Bahçeli, Meclis çoğunluğuyla bu konuyu çözme imkanı bulunan AK
Parti'nin amacının, ''bu işi bir kangren halinde sürüncemede
bırakmak ve önümüzdeki seçimlerde bir aldatma aracı olarak istismar
etmek'' olduğunu savundu.
GERİ SAYIM BAŞLADI
AK Parti'nin tüm direnmelerine rağmen, Türkiye'de erken genel seçim
sürecinin başladığını kaydeden Bahçeli, şöyle devam etti:
''Harekete geçen erken seçim dinamiklerinden geriye dönüş artık
mümkün değildir. Bu noktadan sonra seçim sandığının Türk milletinin
önüne gelmesini önlemeye kimsenin gücü yetmeyecektir. 2006 yılı,
Türkiye'de erken seçim yılıdır. Türkiye'nin AKP zihniyetinden
demokratik yollardan kurtulması için geriye sayım başlamıştır.

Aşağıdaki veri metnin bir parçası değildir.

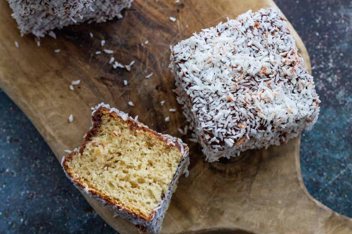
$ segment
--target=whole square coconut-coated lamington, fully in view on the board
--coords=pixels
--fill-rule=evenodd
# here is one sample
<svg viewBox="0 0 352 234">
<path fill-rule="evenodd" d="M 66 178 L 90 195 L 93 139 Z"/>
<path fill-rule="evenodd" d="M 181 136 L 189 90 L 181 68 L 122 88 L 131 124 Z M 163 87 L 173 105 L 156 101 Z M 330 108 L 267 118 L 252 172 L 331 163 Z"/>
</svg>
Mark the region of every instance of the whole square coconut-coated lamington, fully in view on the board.
<svg viewBox="0 0 352 234">
<path fill-rule="evenodd" d="M 220 22 L 172 49 L 178 102 L 208 161 L 312 128 L 320 100 L 303 62 L 275 8 Z"/>
</svg>

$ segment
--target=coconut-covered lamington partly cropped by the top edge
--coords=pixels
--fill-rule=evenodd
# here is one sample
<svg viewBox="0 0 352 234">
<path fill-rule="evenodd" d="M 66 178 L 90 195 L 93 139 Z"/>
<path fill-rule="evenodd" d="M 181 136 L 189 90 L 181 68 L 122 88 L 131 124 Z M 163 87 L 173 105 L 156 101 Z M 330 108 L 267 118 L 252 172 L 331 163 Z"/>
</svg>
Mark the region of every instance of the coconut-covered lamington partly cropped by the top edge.
<svg viewBox="0 0 352 234">
<path fill-rule="evenodd" d="M 7 0 L 21 34 L 44 37 L 52 29 L 83 21 L 105 22 L 122 18 L 133 0 Z"/>
</svg>

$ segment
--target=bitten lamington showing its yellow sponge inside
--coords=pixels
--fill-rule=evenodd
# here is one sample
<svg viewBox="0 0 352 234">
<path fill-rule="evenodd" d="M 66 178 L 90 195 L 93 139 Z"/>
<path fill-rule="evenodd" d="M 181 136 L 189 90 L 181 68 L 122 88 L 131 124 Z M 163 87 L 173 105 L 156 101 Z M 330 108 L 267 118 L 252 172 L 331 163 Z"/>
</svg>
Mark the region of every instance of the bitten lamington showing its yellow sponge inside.
<svg viewBox="0 0 352 234">
<path fill-rule="evenodd" d="M 188 173 L 188 147 L 109 105 L 93 109 L 83 145 L 62 159 L 67 177 L 136 225 L 158 232 L 178 178 Z"/>
</svg>

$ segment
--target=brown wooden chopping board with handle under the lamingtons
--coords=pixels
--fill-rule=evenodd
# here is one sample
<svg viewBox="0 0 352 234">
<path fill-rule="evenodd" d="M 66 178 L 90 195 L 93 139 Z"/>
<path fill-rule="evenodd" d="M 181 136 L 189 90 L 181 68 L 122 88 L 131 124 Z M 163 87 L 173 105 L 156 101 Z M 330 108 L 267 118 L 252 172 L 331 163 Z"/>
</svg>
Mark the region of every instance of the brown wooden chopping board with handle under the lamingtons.
<svg viewBox="0 0 352 234">
<path fill-rule="evenodd" d="M 82 24 L 55 31 L 37 47 L 33 36 L 20 37 L 11 9 L 0 1 L 0 86 L 24 111 L 60 160 L 64 149 L 80 146 L 90 126 L 90 107 L 110 103 L 158 132 L 181 136 L 187 123 L 172 92 L 168 69 L 170 45 L 201 28 L 215 26 L 249 9 L 277 7 L 272 0 L 135 0 L 122 20 Z M 169 16 L 175 17 L 171 22 Z M 310 70 L 303 42 L 291 27 Z M 90 38 L 89 32 L 94 34 Z M 100 41 L 106 40 L 104 47 Z M 149 40 L 149 44 L 141 43 Z M 14 41 L 18 41 L 16 48 Z M 113 69 L 114 50 L 131 72 Z M 60 53 L 55 53 L 60 49 Z M 145 76 L 153 72 L 146 79 Z M 71 91 L 72 80 L 81 80 Z M 124 86 L 123 80 L 128 81 Z M 165 100 L 164 106 L 160 101 Z M 128 106 L 133 101 L 135 106 Z M 170 113 L 169 108 L 176 108 Z M 68 116 L 74 121 L 69 123 Z M 164 118 L 170 116 L 170 122 Z M 314 130 L 313 130 L 314 131 Z M 249 151 L 232 160 L 207 163 L 200 146 L 190 143 L 188 178 L 182 177 L 163 223 L 162 233 L 352 233 L 352 220 L 310 196 L 303 185 L 300 137 L 279 147 Z M 85 196 L 105 221 L 121 234 L 137 233 L 126 220 L 113 218 Z"/>
</svg>

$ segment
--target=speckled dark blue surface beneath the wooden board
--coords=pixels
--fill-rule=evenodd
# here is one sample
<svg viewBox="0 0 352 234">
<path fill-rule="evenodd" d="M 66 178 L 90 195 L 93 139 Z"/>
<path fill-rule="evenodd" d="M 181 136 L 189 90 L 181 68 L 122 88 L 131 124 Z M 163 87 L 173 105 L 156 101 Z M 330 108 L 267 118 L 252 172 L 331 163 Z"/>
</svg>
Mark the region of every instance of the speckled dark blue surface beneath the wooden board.
<svg viewBox="0 0 352 234">
<path fill-rule="evenodd" d="M 352 218 L 352 3 L 276 3 L 306 44 L 322 100 L 313 131 L 302 135 L 304 183 L 316 199 Z M 115 233 L 1 90 L 0 113 L 0 233 Z"/>
</svg>

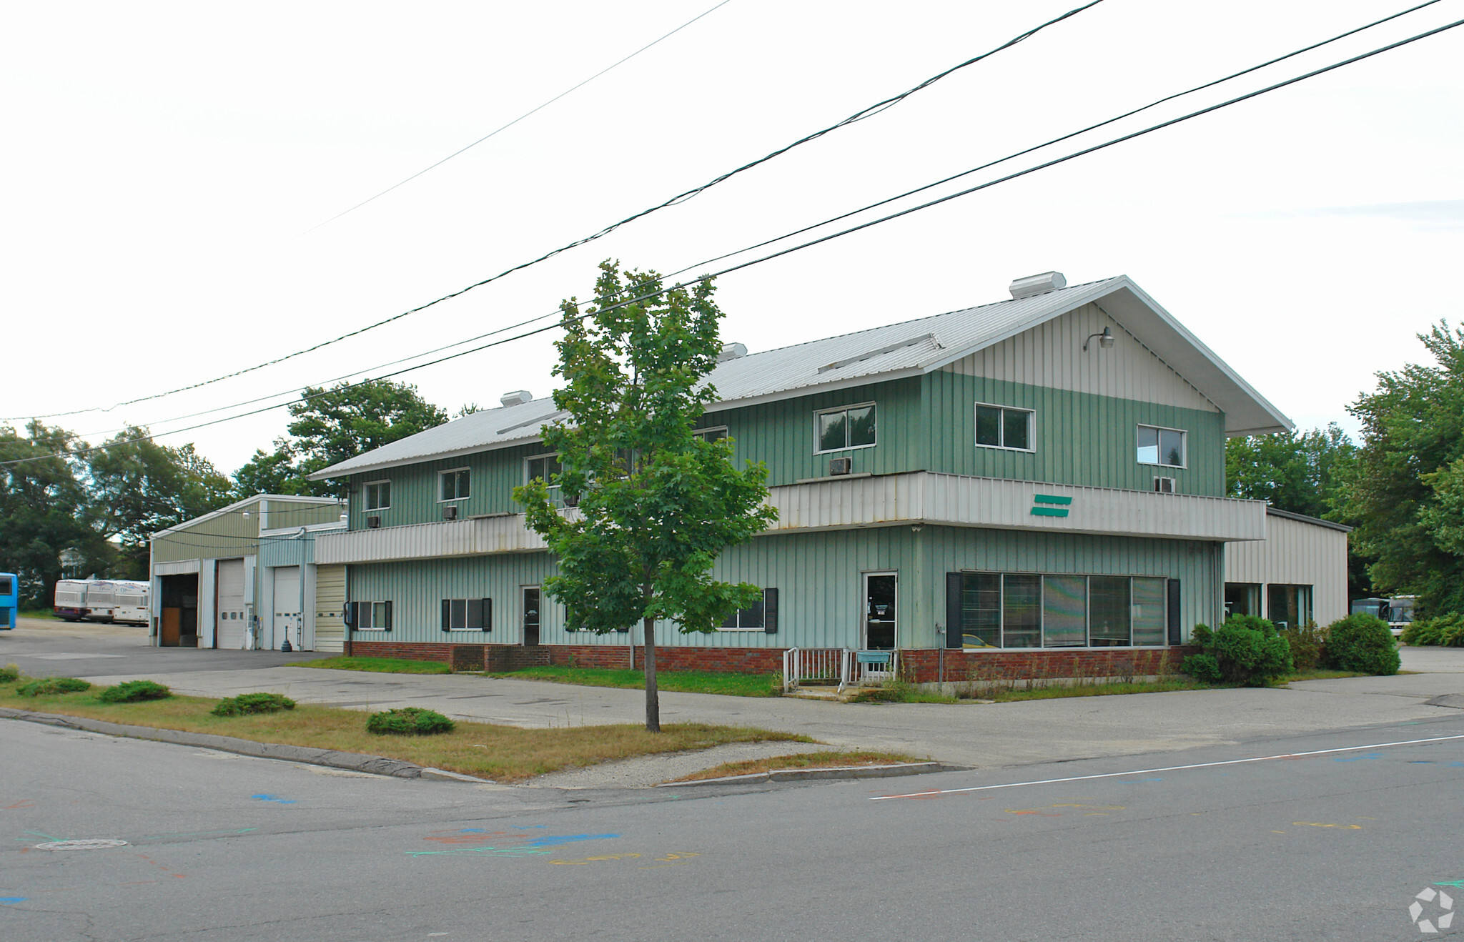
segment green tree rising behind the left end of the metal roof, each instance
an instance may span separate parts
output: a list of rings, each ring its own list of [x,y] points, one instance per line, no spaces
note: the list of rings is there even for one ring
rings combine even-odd
[[[312,481],[321,468],[391,445],[448,420],[410,383],[369,380],[334,389],[307,386],[290,404],[290,437],[274,452],[256,451],[234,472],[234,496],[310,494],[341,497],[347,481]]]

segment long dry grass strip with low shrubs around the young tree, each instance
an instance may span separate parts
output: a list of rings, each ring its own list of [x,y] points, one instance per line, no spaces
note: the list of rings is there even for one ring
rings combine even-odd
[[[704,723],[673,723],[663,726],[662,733],[647,733],[632,724],[521,730],[458,721],[452,733],[439,736],[373,736],[366,731],[367,714],[357,709],[302,704],[275,714],[215,717],[209,711],[218,701],[212,698],[173,696],[139,704],[104,704],[97,699],[104,689],[107,687],[83,693],[18,696],[15,686],[4,685],[0,687],[0,706],[234,736],[261,743],[360,752],[505,783],[615,759],[710,749],[726,743],[814,742],[793,733]]]

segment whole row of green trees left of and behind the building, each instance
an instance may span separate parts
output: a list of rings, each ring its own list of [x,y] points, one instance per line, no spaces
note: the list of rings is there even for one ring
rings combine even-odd
[[[142,427],[94,448],[41,421],[0,426],[0,572],[20,576],[22,607],[48,608],[63,573],[148,578],[154,532],[234,500],[340,496],[340,483],[307,475],[448,420],[416,386],[389,380],[307,388],[288,408],[274,449],[255,451],[231,475],[192,445],[160,445]]]

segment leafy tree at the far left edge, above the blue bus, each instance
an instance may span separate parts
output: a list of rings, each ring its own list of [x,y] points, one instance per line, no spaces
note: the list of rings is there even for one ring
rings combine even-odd
[[[79,573],[107,572],[113,549],[92,527],[92,502],[76,453],[85,443],[64,429],[32,421],[25,433],[0,426],[0,572],[20,579],[22,608],[50,608],[61,554]]]

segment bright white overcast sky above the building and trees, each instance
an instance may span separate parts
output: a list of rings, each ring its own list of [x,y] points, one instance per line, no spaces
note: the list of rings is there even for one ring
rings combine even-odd
[[[111,405],[379,320],[1076,4],[731,0],[306,233],[713,3],[4,4],[0,415]],[[97,442],[124,423],[164,432],[227,415],[164,421],[549,313],[591,294],[603,257],[692,265],[1401,9],[1105,0],[878,117],[502,282],[246,377],[47,421]],[[1120,127],[1461,18],[1464,0],[1444,0]],[[1001,300],[1015,276],[1047,269],[1069,284],[1127,274],[1297,426],[1356,430],[1345,405],[1373,373],[1419,361],[1414,335],[1430,323],[1464,320],[1452,284],[1464,247],[1461,60],[1464,28],[728,275],[723,336],[758,351]],[[509,389],[542,396],[552,336],[403,379],[449,411],[496,405]],[[280,408],[160,440],[196,442],[231,472],[285,421]]]

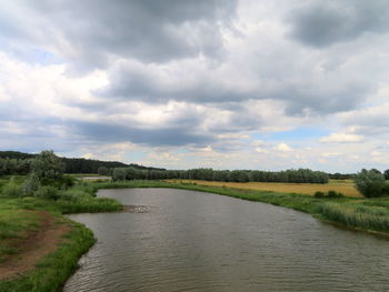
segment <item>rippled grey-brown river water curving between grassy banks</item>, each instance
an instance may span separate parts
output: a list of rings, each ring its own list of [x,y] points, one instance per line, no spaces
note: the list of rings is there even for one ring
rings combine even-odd
[[[389,291],[389,241],[290,209],[172,189],[101,190],[147,213],[76,214],[97,244],[66,292]]]

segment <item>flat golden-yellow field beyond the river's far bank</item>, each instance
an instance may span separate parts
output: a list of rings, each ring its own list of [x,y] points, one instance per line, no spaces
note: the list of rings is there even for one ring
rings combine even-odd
[[[361,197],[351,180],[330,180],[328,184],[318,183],[283,183],[283,182],[222,182],[222,181],[199,181],[199,180],[169,180],[171,182],[196,182],[197,184],[228,187],[236,189],[249,189],[260,191],[273,191],[286,193],[313,194],[316,191],[328,192],[330,190],[341,192],[347,197]]]

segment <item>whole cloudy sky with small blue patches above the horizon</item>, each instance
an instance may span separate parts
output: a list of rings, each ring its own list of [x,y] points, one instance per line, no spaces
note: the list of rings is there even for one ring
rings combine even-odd
[[[387,0],[0,4],[0,149],[389,169]]]

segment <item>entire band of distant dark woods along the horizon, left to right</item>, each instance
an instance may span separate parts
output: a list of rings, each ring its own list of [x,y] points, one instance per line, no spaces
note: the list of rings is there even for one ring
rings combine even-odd
[[[27,174],[31,161],[38,154],[18,151],[0,151],[0,175]],[[82,158],[61,158],[66,173],[99,173],[112,175],[113,179],[197,179],[215,181],[261,181],[261,182],[316,182],[326,183],[328,179],[352,179],[353,173],[325,173],[308,169],[287,170],[279,172],[258,170],[166,170],[143,167],[134,163],[126,164],[118,161],[100,161]]]

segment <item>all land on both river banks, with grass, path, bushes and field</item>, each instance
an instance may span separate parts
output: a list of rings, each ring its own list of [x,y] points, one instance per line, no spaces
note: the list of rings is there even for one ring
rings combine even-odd
[[[90,230],[64,214],[123,210],[116,200],[96,198],[99,189],[210,192],[291,208],[348,228],[389,235],[388,183],[375,170],[362,170],[353,180],[335,181],[310,170],[167,171],[103,165],[99,173],[112,177],[112,181],[86,182],[78,179],[82,174],[63,174],[64,163],[52,151],[28,159],[28,174],[20,175],[14,168],[0,177],[0,291],[62,288],[79,258],[96,241]]]

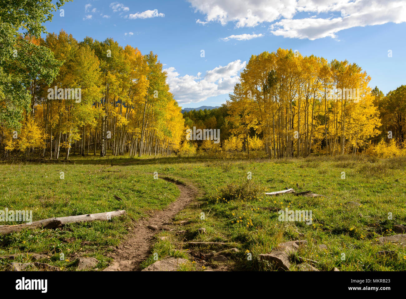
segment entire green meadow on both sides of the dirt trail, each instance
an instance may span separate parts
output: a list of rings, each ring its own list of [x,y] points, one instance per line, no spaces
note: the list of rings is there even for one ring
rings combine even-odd
[[[60,171],[65,174],[63,180]],[[175,184],[154,180],[154,171],[193,184],[205,194],[197,206],[189,206],[177,215],[176,221],[187,221],[182,225],[185,232],[161,232],[158,236],[168,238],[157,239],[152,249],[160,259],[168,255],[188,258],[184,270],[273,270],[258,255],[290,240],[307,240],[307,246],[296,255],[316,260],[320,270],[406,270],[406,248],[377,241],[380,236],[396,234],[395,224],[406,224],[406,159],[360,156],[287,160],[72,156],[71,163],[66,164],[1,164],[0,210],[33,210],[34,221],[117,209],[127,210],[128,215],[112,221],[0,236],[0,256],[46,253],[50,256],[48,263],[65,270],[75,269],[73,260],[78,256],[94,256],[100,261],[97,268],[103,269],[109,261],[106,251],[120,242],[133,221],[164,208],[179,195]],[[247,180],[248,171],[251,180]],[[324,196],[263,195],[285,188],[311,190]],[[123,201],[117,201],[114,195]],[[278,212],[264,207],[311,210],[312,223],[282,222]],[[392,215],[391,219],[388,215]],[[176,222],[171,228],[175,227]],[[200,234],[199,228],[205,228],[207,233]],[[226,263],[201,264],[196,256],[222,248],[185,250],[184,242],[189,240],[232,242],[239,252],[232,253]],[[321,244],[326,249],[320,249]],[[377,254],[384,250],[395,254]],[[65,254],[63,261],[59,260],[61,252]],[[252,260],[247,259],[247,254],[252,255]],[[20,259],[24,261],[24,257]],[[8,262],[0,259],[0,269]],[[144,266],[152,262],[151,256]]]

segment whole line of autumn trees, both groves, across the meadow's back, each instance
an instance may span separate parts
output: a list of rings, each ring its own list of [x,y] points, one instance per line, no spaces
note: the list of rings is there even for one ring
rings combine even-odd
[[[15,48],[46,50],[47,67],[28,72],[28,97],[0,118],[3,157],[65,159],[263,150],[268,158],[310,153],[405,154],[406,88],[386,96],[355,63],[279,48],[252,55],[229,100],[183,115],[158,56],[113,39],[78,42],[61,30],[19,37]],[[4,70],[26,66],[11,59]],[[10,110],[1,100],[3,111]],[[219,130],[219,140],[190,140],[190,130]],[[219,142],[220,141],[220,142]]]

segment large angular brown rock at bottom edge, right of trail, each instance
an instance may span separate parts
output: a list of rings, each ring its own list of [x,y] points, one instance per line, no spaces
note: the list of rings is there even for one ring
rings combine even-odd
[[[261,260],[269,260],[270,262],[272,262],[275,265],[276,270],[283,269],[289,271],[289,255],[296,252],[301,245],[305,244],[307,244],[306,240],[281,243],[270,254],[260,254],[259,258]]]

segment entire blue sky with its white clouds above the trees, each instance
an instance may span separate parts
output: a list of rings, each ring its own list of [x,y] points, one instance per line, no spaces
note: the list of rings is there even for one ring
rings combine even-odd
[[[384,93],[406,84],[404,0],[73,0],[62,8],[49,32],[153,51],[183,107],[224,103],[250,56],[278,48],[357,63]]]

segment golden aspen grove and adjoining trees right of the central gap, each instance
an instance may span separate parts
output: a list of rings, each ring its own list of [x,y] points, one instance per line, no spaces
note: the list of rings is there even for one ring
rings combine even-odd
[[[220,129],[223,152],[404,156],[406,86],[385,96],[370,80],[355,63],[279,48],[251,56],[221,108],[184,117],[189,127]],[[220,150],[207,143],[203,150]]]

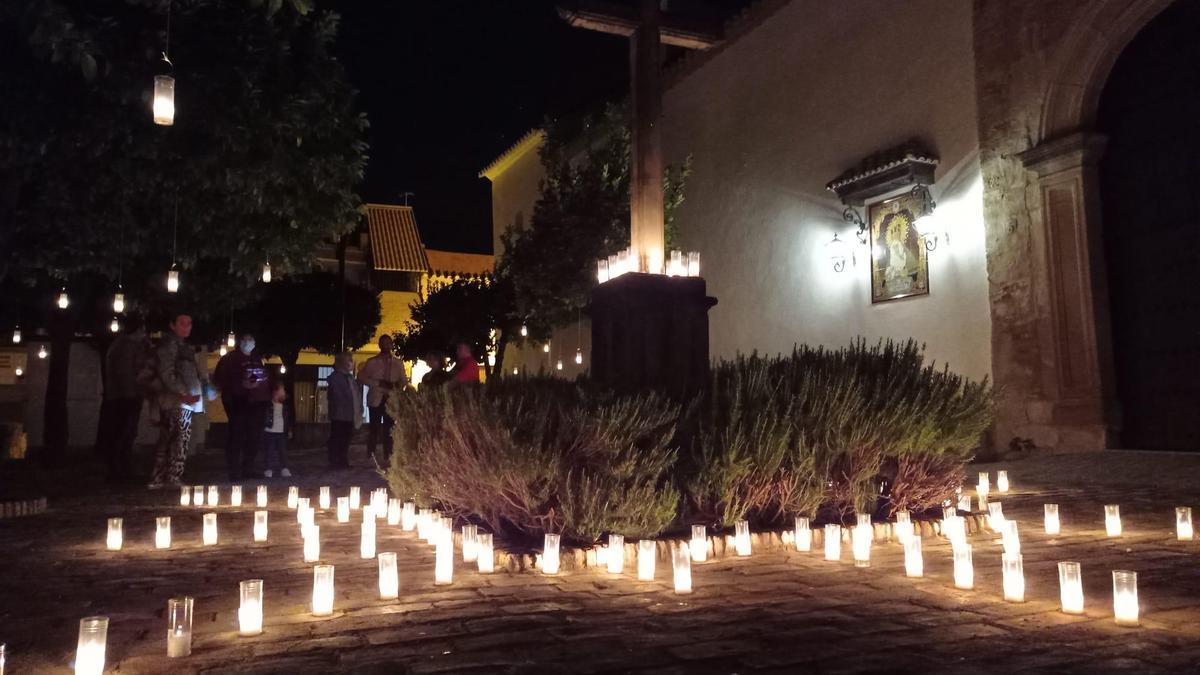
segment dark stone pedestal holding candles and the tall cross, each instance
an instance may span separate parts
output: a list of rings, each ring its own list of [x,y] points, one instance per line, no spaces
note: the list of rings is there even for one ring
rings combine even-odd
[[[708,376],[703,279],[623,274],[592,292],[592,376],[619,390],[684,396]]]

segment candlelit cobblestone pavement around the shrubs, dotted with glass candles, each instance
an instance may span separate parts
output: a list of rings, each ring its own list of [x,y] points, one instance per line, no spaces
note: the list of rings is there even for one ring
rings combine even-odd
[[[1138,467],[1128,482],[1115,476],[1122,466]],[[284,504],[287,483],[276,479],[264,544],[251,543],[253,507],[220,506],[220,543],[202,546],[209,509],[178,506],[178,491],[55,500],[43,515],[0,522],[0,641],[8,673],[67,671],[78,620],[92,614],[110,617],[116,673],[1195,671],[1200,542],[1174,539],[1174,507],[1200,507],[1188,489],[1200,456],[1103,453],[1007,468],[1014,490],[1000,500],[1021,526],[1020,604],[1001,597],[991,534],[972,536],[971,591],[954,589],[949,546],[938,539],[926,540],[920,579],[904,575],[898,544],[876,544],[870,568],[800,552],[698,563],[696,592],[676,596],[661,562],[654,583],[635,580],[628,565],[619,577],[547,578],[480,575],[460,562],[454,585],[434,587],[432,548],[380,525],[378,550],[397,551],[401,565],[401,597],[388,602],[377,598],[374,561],[358,557],[359,519],[338,525],[325,513],[318,524],[323,560],[336,566],[336,603],[334,616],[318,619],[308,613],[312,567]],[[1091,480],[1098,473],[1104,479]],[[382,484],[365,470],[294,482],[313,497],[323,483],[335,492]],[[1058,537],[1042,533],[1048,501],[1061,504]],[[1121,504],[1118,539],[1104,536],[1104,503]],[[115,515],[125,518],[126,543],[110,552],[104,519]],[[152,548],[156,515],[173,516],[169,551]],[[1058,611],[1061,560],[1082,562],[1082,616]],[[1139,573],[1141,627],[1114,623],[1112,569]],[[250,578],[264,579],[265,628],[241,638],[238,581]],[[179,595],[196,598],[194,651],[167,659],[166,604]]]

Siyasi mevta haline gelen AKP'nin tasfiyesinde sona yaklaşılmakta
olması, Türkiyemiz için hiç şüphesiz çok hayırlı bir gelişmedir.
Aslında Başbakan Erdoğan ve AKP yöneticileri de yolun bittiğini ve
2006'da erken seçimin kaçınılmaz olduğunu anlamışlardır.''
AB ile ilişkilerde yaşanacak tıkanıkların erken seçim tarihinin
belirlenmesinde etkili olacağını, en önemli kırılma noktasının da
Kıbrıs konusunda yaşanacağını kaydeden Bahçeli, ''Bu konuda
vadesi
gelecek ilk fatura, Rum bayraklı gemilerin ve uçakların Türk
limanlarına gelmelerine izin verilmesi olacaktır. AKP ya limanları
Rum gemilerine açacak, ya da en büyük yalan sermayesi olan AB
süreci tıkanacaktır. Bu durumda AKP'nin ucuz bir kahramanlık
yaparak AB'ne karşı çıkan parti olarak erken seçime gitmesi
muhtemeldir'' diye
konuştu.
ERDOĞAN'A KİTAP TAVSİYESİ
Bahçeli, bir soru üzerine, ''Son günlerde Başbakan, şuursuz bir
şekilde bazı kavramları Türkiye'nin gündemine taşımaktadır. Türkiye
mozaik ise Türkiye'nin adının 'mozaikistan' olması lazım. Eğer
Türkiye'ye Türkiye diyorsa, bu ismi Türk milletinden
almaktadır''
yanıtını verdi.
Erdoğan'ın ''Türkiye'yi pazarlamakla mükellef olduğu'' yönünde
açıklamalar yaptığına dikkati çeken Bahçeli, ''Ofer ve Oger'e
Türkiye'yi peşkeş çekmekle, pazarlamanın bilimsel tanımı arasında
AKP'nin sayısal çoğunluğu kadar fark var'' dedi.
İş Bankası Kültür Yayınları'ndan çıkan ''Ulusların Pazarlanması''
isimli kitabı gösteren Bahçeli, ''Başbakan, üç bilim adamı
tarafından
yazılmış olan bu eseri bir gece sabaha kadar okuyup, pazarlamadan
ne anlamak gerektiğini iyi anlamalı, boş tavsiyelerin arkasında
kendisini ve geleceğini heba etmemeli'' dedi.